A Study on a High-Precision 3D Position Estimation Technique Using Only an IMU in a GNSS Shadow Zone.
Yanyun Ding, Yunsik Kim, Hunkee Kim
Abstract
Open AccessIn Global Navigation Satellite System (GNSS)-denied environments, reconstructing three dimensional trajectories using only an Inertial Measurement Unit faces challenges such as heading drift, stride error accumulation, and gait recognition uncertainty. This paper proposes a path estimation method with a nine-axis inertial sensor that continuously and accurately estimates an agent's path without external support. The method detects stationary states and halts updates to suppress error propagation.

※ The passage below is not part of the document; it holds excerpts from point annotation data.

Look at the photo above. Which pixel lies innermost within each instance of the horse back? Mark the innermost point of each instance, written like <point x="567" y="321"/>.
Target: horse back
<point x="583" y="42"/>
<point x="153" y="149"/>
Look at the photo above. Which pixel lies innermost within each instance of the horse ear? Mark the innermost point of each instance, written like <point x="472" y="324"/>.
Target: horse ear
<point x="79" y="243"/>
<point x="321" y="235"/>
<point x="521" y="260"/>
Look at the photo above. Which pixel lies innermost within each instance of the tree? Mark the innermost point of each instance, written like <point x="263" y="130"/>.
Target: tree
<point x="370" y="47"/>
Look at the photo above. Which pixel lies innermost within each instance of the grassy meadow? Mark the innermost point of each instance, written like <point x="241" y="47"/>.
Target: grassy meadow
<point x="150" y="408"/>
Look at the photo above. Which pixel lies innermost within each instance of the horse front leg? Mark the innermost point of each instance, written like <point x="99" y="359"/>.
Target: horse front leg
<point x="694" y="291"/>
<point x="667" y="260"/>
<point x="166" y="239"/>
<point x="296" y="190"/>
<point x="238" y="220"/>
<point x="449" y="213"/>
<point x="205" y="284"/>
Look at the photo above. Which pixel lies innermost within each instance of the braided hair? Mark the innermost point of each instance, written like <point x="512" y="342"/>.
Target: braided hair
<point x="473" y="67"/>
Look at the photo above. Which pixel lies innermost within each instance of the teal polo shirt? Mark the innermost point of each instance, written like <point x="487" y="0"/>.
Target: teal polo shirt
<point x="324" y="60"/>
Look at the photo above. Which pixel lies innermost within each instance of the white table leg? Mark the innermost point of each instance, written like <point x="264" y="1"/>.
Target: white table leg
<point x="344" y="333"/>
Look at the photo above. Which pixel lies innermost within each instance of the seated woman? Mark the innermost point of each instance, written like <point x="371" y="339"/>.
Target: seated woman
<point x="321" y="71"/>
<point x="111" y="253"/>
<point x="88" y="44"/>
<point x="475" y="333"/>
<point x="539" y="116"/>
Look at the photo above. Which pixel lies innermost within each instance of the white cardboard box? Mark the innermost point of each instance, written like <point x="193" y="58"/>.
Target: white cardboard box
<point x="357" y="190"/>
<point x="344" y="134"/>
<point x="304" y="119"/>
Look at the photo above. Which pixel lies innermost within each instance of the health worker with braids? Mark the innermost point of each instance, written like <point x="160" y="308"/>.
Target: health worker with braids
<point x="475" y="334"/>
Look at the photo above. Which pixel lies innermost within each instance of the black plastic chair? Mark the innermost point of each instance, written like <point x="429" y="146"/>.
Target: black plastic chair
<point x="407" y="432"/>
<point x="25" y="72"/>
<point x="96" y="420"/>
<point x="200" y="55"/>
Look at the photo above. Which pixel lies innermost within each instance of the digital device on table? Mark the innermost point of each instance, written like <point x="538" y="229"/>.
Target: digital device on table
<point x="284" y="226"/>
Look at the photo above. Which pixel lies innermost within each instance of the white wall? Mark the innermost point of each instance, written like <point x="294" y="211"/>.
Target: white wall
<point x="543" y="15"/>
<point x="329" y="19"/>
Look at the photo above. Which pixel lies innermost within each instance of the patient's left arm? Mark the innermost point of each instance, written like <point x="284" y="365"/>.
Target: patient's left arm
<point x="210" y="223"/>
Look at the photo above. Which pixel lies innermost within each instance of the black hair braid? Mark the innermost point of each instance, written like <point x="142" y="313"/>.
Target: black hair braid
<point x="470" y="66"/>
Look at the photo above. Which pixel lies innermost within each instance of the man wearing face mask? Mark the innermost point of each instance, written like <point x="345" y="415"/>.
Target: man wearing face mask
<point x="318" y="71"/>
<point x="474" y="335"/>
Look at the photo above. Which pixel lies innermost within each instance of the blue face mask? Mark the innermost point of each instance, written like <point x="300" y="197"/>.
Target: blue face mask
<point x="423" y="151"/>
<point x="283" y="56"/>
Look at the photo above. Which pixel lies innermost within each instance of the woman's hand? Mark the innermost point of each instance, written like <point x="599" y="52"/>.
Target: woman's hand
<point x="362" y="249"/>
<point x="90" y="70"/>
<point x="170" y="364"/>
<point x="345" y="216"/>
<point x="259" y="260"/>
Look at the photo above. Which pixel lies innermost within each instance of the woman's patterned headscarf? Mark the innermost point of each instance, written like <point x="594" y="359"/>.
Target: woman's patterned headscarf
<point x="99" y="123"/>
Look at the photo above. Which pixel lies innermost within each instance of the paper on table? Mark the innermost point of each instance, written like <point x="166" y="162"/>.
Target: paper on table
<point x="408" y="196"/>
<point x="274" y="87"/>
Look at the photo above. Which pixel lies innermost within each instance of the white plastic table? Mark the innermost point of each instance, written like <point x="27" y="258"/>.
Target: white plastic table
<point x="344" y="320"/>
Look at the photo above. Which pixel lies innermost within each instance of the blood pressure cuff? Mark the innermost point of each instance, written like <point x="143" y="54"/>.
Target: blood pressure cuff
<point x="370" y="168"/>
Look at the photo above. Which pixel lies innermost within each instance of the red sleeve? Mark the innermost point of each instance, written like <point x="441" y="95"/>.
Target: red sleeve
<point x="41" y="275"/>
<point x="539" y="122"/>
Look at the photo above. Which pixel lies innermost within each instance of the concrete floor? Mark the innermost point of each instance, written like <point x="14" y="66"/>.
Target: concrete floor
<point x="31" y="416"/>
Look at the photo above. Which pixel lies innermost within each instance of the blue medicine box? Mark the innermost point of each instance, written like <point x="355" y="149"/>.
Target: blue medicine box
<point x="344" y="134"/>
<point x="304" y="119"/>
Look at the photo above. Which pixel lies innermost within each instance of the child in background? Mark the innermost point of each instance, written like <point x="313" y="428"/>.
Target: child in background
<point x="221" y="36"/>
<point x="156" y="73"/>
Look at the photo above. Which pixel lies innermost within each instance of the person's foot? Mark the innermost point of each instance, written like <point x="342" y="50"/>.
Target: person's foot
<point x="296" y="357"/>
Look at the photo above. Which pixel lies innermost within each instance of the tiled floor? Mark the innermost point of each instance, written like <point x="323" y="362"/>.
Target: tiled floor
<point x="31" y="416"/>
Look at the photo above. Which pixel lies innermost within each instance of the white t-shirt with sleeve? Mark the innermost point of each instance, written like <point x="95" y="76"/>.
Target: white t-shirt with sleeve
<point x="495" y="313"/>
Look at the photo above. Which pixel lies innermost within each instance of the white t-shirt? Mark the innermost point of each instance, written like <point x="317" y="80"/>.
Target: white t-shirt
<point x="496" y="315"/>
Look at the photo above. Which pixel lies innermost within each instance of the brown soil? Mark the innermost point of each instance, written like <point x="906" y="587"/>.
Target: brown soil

During motion, gait modes including flat walking, stair ascent, and stair descent are classified using vertical acceleration with dynamic thresholds. Vertical displacement is estimated by combining gait pattern and posture angle during stair traversal, while planar displacement is updated through adaptive stride length adjustment based on gait cycle and movement magnitude. Heading is derived from the attitude matrix aligned with magnetic north, enabling projection of displacements onto a unified frame. Experiments show planar errors below three percent for one-hundred-meter paths and vertical errors under two percent in stair environments up to ten stories, with stable heading maintained. Overall, the method achieves reliable gait recognition and continuous three-dimensional trajectory reconstruction with low computational cost, using only a single inertial sensor and no additional devices.